Physical simulation of refining process optimization for bottom argon blowing in a 250 t ladle

The influence of different permeable brick layout parameters,gas flowrate,feeding location and change in permeability of permeable bricks,on the refining effect was investigated by using water model experiment according to the prototype of a 250 t ladle with bottom argon blowing. It is shown that the mixing time of liquid steel with an arrangement of two permeable bricks at 0.75R(the position from the center of the ladle bottom to permeable bricks is 0.75 times the radius R of the ladle bottom) is shorter than that of permeable brick arrangements at 0.64 R and 0.5R,but this permeable brick arrangement results in a serious erosion of the ladle wall.Moreover,the mixing time of liquid steel with an arrangement of two permeable bricks at larger angles(135°,180°) is shorter than that at smaller angles(45°,90°). Thus the 0.64R-180° arrangement of two permeable bricks is the optimal solution. When material for liquid steel refining is added above permeable bricks or in the perpendicular bisector zone of the connection line of two permeable bricks,the mixing time of liquid steel is the shortest.

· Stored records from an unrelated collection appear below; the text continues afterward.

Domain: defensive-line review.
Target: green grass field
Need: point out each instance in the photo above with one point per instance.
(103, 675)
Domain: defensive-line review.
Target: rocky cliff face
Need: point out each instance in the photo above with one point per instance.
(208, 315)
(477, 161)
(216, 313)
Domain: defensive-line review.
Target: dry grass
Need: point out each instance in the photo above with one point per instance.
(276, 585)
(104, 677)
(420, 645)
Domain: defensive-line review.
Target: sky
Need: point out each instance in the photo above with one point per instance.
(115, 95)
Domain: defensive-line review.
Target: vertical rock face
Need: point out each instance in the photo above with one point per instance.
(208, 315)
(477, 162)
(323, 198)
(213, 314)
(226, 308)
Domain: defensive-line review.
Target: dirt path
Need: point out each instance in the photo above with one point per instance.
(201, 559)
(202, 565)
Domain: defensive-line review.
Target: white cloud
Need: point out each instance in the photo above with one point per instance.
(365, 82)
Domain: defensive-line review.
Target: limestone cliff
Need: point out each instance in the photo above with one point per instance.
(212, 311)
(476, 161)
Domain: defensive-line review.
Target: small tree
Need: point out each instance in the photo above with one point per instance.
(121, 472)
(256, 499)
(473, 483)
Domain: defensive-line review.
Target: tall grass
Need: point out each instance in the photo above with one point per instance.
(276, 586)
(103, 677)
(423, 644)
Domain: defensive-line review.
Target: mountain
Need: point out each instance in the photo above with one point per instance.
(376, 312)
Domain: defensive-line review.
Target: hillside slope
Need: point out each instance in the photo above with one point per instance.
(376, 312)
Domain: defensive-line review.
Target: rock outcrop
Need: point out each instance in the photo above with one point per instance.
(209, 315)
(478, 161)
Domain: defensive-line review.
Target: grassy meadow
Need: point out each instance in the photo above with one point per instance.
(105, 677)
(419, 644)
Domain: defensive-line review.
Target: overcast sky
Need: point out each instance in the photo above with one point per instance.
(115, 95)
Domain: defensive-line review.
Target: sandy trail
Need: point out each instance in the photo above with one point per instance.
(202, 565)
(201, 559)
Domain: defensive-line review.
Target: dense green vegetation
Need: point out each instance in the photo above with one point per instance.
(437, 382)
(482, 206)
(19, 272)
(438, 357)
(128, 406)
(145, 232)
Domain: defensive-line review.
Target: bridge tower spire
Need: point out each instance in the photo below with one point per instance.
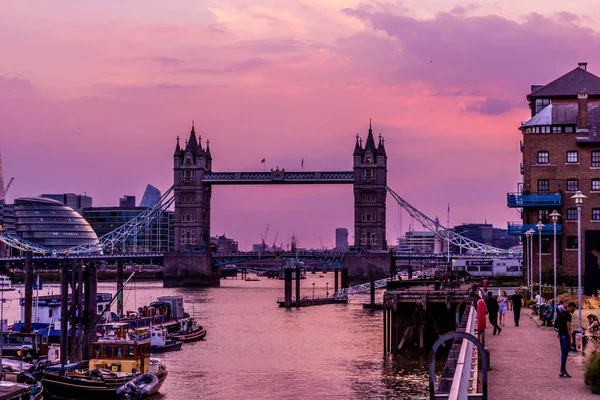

The optimal bottom gas-blowing flowrate is 67 to 70 m₃·h^-1,which can meet the clean steel production requirement,i. e.,the mixing time of liquid steel is short,slag entrapment can be avoided,and the gas mixing energy can fully be used. The mixing time of liquid steel under the condition of permeable brick clogging prolongs and two bare bright circles with different sizes form in top liquid steel,which increases the erosion of the ladle wall refractory and reduce the mixing effect and cleanliness of liquid steel.